I had a dream that there was a screaming couple in my bedroom so I hid out in my own room that was crammed full of junk. It was like it used to be when I first claimed it. Who needs 2 spare rooms when you don't speak to your family and they never visit? I had blue wallpaper held up by tacks that held up most of the plaster. Slam the door and it still trickles down to my busted speakers. The giant old desk was propped up against the bed and I could barely move. I tried to tidy it up while the screaming got louder and louder and my stuff was hurled around in anger. My cousin with his terrible sideburns and robot knowledge crawled through the maze of paper and lace on the floor and kept trying to hold onto me. And it's all just gone, right now as I type this because the mail made such a noise coming through the letterbox and I've got to leave in an hour and I haven't done my hair yet. It is a mess and I always feel like I should pretty myself up a little for Kirsty simply because she is such a girl. I don't want her to despair. Like when she and another friend of mine tried to forcibly pluck my eyebrows.
I suppose I should eat something.
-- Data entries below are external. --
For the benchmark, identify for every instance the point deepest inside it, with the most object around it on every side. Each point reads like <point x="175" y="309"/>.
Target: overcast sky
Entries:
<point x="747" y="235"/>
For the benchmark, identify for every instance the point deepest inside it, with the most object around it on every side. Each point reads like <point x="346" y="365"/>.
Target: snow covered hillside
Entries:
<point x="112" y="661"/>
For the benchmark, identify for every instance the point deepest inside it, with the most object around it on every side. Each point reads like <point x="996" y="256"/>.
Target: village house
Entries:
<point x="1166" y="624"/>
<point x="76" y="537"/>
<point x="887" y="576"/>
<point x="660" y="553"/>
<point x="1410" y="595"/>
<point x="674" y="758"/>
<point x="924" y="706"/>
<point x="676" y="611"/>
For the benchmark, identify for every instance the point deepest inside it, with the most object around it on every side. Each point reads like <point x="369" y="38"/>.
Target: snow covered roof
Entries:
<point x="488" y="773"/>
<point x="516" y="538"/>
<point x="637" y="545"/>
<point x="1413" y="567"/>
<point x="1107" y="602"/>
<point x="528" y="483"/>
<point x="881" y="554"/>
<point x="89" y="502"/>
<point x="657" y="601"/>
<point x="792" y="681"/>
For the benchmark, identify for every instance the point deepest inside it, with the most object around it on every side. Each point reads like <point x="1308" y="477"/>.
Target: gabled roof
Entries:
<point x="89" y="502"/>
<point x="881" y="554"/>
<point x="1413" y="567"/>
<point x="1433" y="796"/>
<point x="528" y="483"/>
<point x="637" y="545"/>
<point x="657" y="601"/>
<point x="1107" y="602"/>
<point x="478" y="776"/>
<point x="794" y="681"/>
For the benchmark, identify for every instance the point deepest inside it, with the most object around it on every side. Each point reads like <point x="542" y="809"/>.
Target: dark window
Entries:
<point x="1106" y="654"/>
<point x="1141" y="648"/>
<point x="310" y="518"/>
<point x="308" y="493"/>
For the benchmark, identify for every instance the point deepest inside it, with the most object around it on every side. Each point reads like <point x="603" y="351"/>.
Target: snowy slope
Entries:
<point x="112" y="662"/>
And you know stop typing things as they come into my head because god knows that's not a good idea.
I should take my nail varnish off instead of picking at it. The colour is called Dancing Queen. I may have bought it because it was called that although Carnival Queen was also very tempting. Full of glitter though and that goes gunky. Ah fuck, I need to decide if I can be bothered wearing a skirt. And see if I have money. And eat something. And do my hair. And fuck. My dreams are getting so fucking detailed and so bloody boring. I'm bored being asleep and I wake up shattered. Not fair! Oh! and it was so weird I found a bunch of pictures of a film called Blowup that seemed awesome and then it was on tv last night! Like it knew I wanted to see it. I also found a film version of Kerouac's The Subterraneans which I have set to record but have since found out it is terrible. But still I shall watch. I must admit The Lonesome Traveler has some beautifully insane descriptions but there's no point to any of it. I like it but I can't read it when I'm sleepy, makes me dizzy.
Ok, ok I'm going. Look at me being social and normal and sensible and I am out of underwear I think. Bleh mornings.